La Polizia Locale di Roma contrasta lo “Street Food” abusivo: fermate due donne che vendevano cibi in condizioni igieniche precarie.
Scene da voltastomaco quelle provenienti dalla Stazione Termini di Roma. L’ultimo sopralluogo della Polizia Locale ha scoperto un’attività abusiva di street food nei presi della nota fermata ferroviaria, con due donne che vendevano del mangiare in strada senza nessun tipo di permesso. Per dosare le porzioni da vendere ai “clienti”, le donne impacchettavano il mangiare in volantini o addirittura carte di giornale.

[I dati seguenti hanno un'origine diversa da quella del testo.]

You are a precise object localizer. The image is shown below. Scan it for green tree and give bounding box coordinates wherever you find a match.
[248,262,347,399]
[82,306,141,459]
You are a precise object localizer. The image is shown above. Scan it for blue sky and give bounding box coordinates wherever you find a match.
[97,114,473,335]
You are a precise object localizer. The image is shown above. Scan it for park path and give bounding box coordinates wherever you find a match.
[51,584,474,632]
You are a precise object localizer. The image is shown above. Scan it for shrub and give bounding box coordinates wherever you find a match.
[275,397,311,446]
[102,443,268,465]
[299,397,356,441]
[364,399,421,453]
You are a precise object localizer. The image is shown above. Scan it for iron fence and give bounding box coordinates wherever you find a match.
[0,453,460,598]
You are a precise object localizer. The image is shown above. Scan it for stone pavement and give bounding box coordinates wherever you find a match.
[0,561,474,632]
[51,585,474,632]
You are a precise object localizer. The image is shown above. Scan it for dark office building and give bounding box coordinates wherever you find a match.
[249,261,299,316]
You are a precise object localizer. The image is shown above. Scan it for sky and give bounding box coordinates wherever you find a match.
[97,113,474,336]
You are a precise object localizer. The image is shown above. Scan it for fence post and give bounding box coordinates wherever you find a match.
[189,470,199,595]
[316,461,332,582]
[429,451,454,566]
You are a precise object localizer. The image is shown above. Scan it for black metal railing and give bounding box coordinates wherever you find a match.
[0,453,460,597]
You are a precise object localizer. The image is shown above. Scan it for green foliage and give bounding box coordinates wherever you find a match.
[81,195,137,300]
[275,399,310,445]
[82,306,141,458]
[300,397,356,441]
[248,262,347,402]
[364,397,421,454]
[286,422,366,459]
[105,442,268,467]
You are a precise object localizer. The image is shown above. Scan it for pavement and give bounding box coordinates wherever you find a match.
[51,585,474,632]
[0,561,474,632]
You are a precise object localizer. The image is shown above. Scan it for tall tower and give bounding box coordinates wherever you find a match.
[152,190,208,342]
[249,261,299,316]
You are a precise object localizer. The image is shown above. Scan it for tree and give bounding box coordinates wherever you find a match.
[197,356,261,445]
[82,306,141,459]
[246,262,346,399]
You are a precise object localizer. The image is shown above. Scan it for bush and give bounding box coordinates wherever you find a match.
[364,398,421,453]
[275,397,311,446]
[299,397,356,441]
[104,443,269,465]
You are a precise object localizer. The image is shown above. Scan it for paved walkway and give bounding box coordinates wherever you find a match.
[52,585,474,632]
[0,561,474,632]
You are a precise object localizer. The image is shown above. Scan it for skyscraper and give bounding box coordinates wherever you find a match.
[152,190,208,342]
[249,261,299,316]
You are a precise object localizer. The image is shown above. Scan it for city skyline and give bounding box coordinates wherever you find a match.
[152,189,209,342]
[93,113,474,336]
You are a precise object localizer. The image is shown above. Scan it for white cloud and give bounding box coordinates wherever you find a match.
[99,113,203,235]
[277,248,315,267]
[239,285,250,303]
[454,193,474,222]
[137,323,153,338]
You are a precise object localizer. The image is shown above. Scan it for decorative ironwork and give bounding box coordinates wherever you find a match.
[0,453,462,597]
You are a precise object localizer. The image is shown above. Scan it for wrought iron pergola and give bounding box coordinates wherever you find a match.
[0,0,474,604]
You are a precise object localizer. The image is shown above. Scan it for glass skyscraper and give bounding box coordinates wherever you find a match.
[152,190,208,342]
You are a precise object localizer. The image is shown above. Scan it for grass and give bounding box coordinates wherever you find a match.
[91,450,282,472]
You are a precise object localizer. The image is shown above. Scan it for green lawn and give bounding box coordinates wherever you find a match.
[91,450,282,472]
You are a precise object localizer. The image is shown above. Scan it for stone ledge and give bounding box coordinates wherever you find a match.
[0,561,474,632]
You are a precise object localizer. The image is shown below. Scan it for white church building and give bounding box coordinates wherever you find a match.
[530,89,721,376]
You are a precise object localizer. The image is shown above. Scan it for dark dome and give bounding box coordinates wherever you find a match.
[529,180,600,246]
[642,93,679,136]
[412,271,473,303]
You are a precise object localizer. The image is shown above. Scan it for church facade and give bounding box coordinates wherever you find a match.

Lo street food abusivo nei pressi della Stazione Termini di Roma
Le donne, di origine peruviana, non avevano un locale dove appoggiarsi, svolgendo probabilmente un’attività abituale nelle strade presenti tra il quadrante dell’Esquilino e Castro Pretorio. Armate di borse frigo e dei contenitori pieni di mangiare, le signore vendevano i propri prodotti alimentari e delle bevande. Tra i clienti, probabilmente, trovavano clochard presenti nel quadrante della Stazione Termini e disposti a pagare pochi euro per sfamarsi.
Il mangiare sequestrato allo street food abusivo
Forse volevano imitare i noti street food statunitensi, ma in maniera totalmente illegale. Nei borsoni dove le donne tenevano il mangiare, gli agenti della Polizia Locale hanno trovato numerosi alimenti che non rispettavano i parametri igienico-sanitari. Le signore vendevano monoporzioni di riso con verdure, piatti a base di mais e delle bevande. Gli alimenti, come visto dagli agenti, era imballati in carte d’alluminio o addirittura pezzi di carta sporca, come fogli di giornale o volantini dei negozi.
Le sanzioni della Polizia Locale
La Polizia Locale ha sanzionato le due donne con una multa complessiva di oltre 5 mila euro. Come hanno evidenziato le indagini, le donne non badavano assolutamente alle rigide regole in materia di igiene per la vendita dei loro prodotti, rischiando peraltro di creare seri problemi alla salute di quei potenziali “clienti” a cui facevano riferimento. Oltretutto, con zaini e borse frigo di dubbia qualità, le donne non rispettavano nemmeno il trattamento legato alla conservazione dei propri cibi.